聖書というメガネで、神が造られた世界と人間とその歴史を見てみたら、という意識で書いたメモです。

兄弟

 旧約聖書ヤコブエサウという双子の兄弟が登場します。双子とはいえ、二卵性双生児であったらしく、似ても似つかぬ二人。兄エサウは子どものころは外遊びが好きで、長じては筋骨隆々で毛深く、ハンティングの名人となりました。性格は粗暴なところがあるけれど、さっぱりしています。好きな食べ物は当然、肉。他方、弟ヤコブは、家の中で静かにものを考えたりしているタイプで、豆料理などが趣味。毛深くもありません。性格は一見おとなしいのですが、実のところ執念深く、知恵がまわるほうでした。
 どうもこの二人は、ルナールの『きつね物語』の狼ときつねとそっくりです。もちろんエサウは狼型、ヤコブはきつね型。
 どちらが好みであるかは人それぞれでしょう。どちらが良くどちらが悪いというわけではありません。ただ、親としては自分の好みでえこひいきしてはまずい。ところが、この両親はえこひいき合戦をしてしまいました。マッチョのエサウに肩入れしたのは、当然、父親イサク。父は兄息子の獲って来る鹿の肉が好物だったからです。男はごちそうに弱い。
他方、一見おとなしいヤコブに肩入れしたのは母リベカ。粗暴なエサウとちがって、「ほら、母さんみたいな花が咲いていたよ。」と野のユリを一輪、持ってきてくれるような弟息子に女親の好みが傾くのは、やむをえないことでした。女は優しさに弱い。
 けれども、内心、どんな好みのちがいがあったとしても、親としてはそれを子どもに見せるべきではありませんでした。この親たちはここで誤りました。そして、この父母のえこひいき合戦が、兄弟の不幸を招くことになります。成人したヤコブは策略をめぐらし、エサウは腕にものを言わせて、相続争いを始めて、ついには殺意さえ抱くような関係に立ち至ってしまうのです。
 今回の聖書の教訓は単純なこと。単純だけれど、むずかしいことかもしれません。親は、本能にしたがって、子どもを決してえこひいきしてはならないということとです。えこひいきは、えこひいきされた子も、されなかった子も不幸にしてしまいます。
父たる者、長男がステーキを食わせてくれて、弟が煮豆を持ってきても、けっして兄のみを評価して、弟をないがしろにしてはなりません。そんなことをすれば、いずれ兄弟ともに不幸になるでしょう。母たる者、兄が母の日を忘れて野球に興じているのに、弟がカーネーションをひとかかえプレゼントしてくれても、弟のみを好んで兄を疎んじてはなりません。そんなことをすれば、いずれ兄弟はたがいに憎みあうようになるでしょう。
 あの子の個性も、この子の個性も神さまのかけがえのない作品。神にたくされたそれぞれの作品を、それぞれに感謝して受けいれたいものです。

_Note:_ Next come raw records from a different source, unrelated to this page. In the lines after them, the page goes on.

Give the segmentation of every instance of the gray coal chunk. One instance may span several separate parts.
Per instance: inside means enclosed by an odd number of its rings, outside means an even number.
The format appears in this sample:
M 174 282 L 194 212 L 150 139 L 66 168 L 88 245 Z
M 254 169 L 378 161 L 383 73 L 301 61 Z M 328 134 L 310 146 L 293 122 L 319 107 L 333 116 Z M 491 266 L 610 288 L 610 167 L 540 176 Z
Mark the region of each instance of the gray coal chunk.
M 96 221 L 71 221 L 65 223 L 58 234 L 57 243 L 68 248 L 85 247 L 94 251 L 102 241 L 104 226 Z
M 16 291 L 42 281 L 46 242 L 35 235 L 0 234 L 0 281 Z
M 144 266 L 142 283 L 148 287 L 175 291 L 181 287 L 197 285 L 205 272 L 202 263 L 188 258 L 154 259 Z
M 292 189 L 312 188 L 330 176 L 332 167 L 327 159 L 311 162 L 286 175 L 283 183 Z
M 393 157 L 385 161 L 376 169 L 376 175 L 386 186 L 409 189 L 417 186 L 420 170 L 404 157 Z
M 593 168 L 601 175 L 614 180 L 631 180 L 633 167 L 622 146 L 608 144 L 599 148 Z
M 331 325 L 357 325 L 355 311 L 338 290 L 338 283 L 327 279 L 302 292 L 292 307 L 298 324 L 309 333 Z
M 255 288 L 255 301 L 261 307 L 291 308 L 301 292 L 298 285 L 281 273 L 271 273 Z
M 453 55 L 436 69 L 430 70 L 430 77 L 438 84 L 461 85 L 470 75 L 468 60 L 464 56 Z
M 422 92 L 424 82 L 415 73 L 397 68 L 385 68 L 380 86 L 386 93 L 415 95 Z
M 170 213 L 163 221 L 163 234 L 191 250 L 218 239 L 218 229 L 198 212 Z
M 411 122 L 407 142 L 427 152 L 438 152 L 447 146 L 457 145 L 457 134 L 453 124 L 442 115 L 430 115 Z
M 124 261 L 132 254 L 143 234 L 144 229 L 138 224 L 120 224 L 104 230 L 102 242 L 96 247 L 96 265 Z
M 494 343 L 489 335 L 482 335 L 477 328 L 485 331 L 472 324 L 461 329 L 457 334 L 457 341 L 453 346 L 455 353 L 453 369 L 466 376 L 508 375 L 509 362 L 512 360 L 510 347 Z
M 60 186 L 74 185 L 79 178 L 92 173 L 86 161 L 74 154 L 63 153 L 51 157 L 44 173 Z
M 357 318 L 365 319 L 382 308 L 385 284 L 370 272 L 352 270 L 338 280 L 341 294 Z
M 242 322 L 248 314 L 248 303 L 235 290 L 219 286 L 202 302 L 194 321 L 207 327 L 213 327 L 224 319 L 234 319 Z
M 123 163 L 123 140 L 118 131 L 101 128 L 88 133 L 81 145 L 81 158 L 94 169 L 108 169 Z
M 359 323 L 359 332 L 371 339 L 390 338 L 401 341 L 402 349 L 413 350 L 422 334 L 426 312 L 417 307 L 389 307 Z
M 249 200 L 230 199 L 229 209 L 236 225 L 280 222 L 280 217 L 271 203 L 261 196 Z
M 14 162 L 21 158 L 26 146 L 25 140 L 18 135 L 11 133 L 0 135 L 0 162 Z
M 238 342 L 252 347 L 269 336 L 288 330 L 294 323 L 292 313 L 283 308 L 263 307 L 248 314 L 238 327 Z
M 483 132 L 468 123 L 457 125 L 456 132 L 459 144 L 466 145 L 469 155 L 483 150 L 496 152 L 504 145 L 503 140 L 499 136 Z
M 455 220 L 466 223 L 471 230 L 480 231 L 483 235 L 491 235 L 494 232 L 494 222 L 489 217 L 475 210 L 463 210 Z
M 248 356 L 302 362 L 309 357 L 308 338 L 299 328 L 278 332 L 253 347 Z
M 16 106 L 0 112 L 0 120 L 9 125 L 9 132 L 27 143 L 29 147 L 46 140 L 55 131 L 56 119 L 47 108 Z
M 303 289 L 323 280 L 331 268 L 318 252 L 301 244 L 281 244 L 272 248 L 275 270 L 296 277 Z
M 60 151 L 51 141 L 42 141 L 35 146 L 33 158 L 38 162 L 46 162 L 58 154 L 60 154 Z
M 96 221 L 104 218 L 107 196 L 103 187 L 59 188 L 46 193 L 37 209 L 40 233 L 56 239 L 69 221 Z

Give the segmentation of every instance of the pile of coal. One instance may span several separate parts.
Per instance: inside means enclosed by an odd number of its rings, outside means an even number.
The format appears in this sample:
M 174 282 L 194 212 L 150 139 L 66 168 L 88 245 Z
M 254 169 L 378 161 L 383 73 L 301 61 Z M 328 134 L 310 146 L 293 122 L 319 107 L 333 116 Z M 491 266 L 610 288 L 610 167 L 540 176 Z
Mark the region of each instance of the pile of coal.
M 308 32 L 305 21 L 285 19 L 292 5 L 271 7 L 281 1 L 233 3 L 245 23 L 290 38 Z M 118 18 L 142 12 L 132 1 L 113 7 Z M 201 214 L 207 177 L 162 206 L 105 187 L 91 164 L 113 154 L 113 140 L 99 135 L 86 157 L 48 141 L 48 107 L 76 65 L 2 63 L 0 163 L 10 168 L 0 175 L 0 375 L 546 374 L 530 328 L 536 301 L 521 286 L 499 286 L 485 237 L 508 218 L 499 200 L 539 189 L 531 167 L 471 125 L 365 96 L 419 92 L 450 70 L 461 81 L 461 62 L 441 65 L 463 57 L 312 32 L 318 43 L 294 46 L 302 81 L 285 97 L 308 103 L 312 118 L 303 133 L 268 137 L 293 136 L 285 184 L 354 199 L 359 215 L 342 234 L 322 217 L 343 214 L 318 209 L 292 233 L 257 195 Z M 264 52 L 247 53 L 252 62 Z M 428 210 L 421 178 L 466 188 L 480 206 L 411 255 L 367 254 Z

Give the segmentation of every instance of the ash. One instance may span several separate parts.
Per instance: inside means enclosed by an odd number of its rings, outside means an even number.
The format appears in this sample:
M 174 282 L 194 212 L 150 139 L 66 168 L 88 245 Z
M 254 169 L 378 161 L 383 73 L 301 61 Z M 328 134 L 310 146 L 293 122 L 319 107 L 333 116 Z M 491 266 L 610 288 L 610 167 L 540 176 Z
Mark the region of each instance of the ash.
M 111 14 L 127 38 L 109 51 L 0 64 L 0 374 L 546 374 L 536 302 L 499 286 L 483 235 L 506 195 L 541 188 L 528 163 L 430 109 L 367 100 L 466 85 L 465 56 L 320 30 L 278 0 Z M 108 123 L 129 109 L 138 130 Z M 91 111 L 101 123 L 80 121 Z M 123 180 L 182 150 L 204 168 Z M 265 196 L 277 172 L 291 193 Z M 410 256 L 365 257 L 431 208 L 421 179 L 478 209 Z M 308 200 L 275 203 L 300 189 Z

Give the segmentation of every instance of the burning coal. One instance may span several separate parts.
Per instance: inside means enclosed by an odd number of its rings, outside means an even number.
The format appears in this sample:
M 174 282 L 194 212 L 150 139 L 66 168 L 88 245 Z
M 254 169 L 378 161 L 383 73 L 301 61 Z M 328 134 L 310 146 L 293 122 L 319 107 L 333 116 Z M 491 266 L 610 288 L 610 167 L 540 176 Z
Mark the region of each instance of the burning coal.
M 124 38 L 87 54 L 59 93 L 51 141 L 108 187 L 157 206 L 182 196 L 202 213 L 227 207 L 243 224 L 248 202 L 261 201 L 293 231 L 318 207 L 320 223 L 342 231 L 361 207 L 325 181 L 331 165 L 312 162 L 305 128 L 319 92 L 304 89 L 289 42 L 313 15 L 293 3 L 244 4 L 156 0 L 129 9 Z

「兄弟は、苦しみを分け合うために生まれる。」箴言十七:十七

(ずーっと前の「通信小海」に掲載した文章)

追記> というわけで、今、両親に感謝しているのは、姉、兄、私という三人兄弟をけっしてえこひいきしなかったことです。おかげで、父母は早く世を去りましたが、兄弟三人は仲がいいです。